In task-incremental learning for classification, it seems logical to expect an algorithm that was initially trained to learn to classify octopuses and crabs, then squids and starfishes would be fully capable of differentiating octopuses from starfishes. However, artificial neural networks are lacking in ability from this perspective, and often require costly retraining in order to learn new tasks, such as, in this example, distinguishing between an octopus and a starfish. Additionally, training neural networks is not only resource-intensive but also can generate a significant carbon footprint, which has a negative impact on the environment.

How to solve the problem of artificial neural network forgetfulness? One approach is using memory data storage where the neural network stores and retrieves data examples for an exact replay. But this memory-intensive machine learning method is costly and time-consuming. Also, there may be industry-specific data privacy considerations that may eliminate this as a possible option altogether.

Another approach is to generate the data for replay. Generative replay system architecture normally consists of two parts: a main neural network model that acts like the cortex, and the generator neural network that acts like the hippocampus.

The first modification the researchers implemented was inspired by neuroanatomy. Drawing upon inspiration from the brain’s architecture where the hippocampus is embedded in the temporal lobe of the cerebral cortex, the researchers consolidated the generative model into the main neural network, rather than as a separate model, and equipped it with generative backward or feedback connections. Representations (either hidden or internal) are replayed based on the network’s context-modulated feedback connections.

In deep learning, a variational autoencoder (VAE) is a deep generative model that yields state-of-the-art machine learning results. Variational autoencoders are used for reinforcement learning and generating images.

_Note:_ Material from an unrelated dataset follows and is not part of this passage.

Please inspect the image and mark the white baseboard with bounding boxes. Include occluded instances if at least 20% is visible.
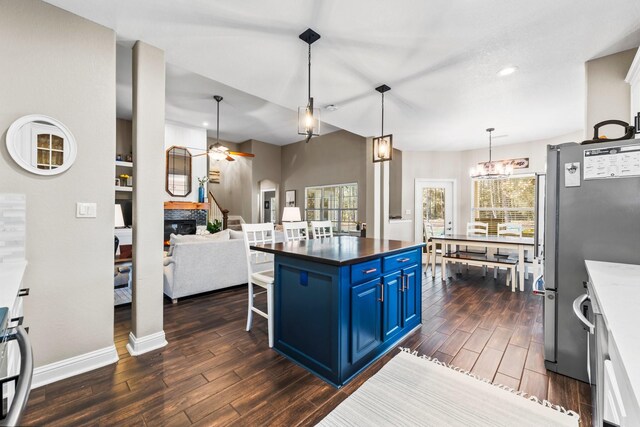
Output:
[127,331,168,356]
[31,345,118,388]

The researchers used a variational autoencoder.

A limitation of variational autoencoders is the inability to generate examples of a class intentionally. To overcome this, the team drew inspiration from the human brain’s ability to control what memories are recalled. They replaced the standard normal prior by a Gaussian mixture with a separate mode for each class. Then they enabled gating based on internal context. During the generative backward pass, a different subset of neurons in each layer is inhibited for each task or class learned. During internal replay, internal or hidden representations are replayed.

“Our method achieves state-of-the-art performance on challenging continual learning benchmarks (e.g., class-incremental learning on CIFAR-100) without storing data, and it provides a novel model for replay in the brain,” reported the researchers.

By applying the multiple disciplines of neuroscience, artificial intelligence, neuroanatomy, and data science, the research collaboration was able to improve upon the standard machine learning approach to mimic the human brain replay functionality. This innovation enables artificial neural networks to learn incrementally from experience in a more scalable and efficient manner in the future.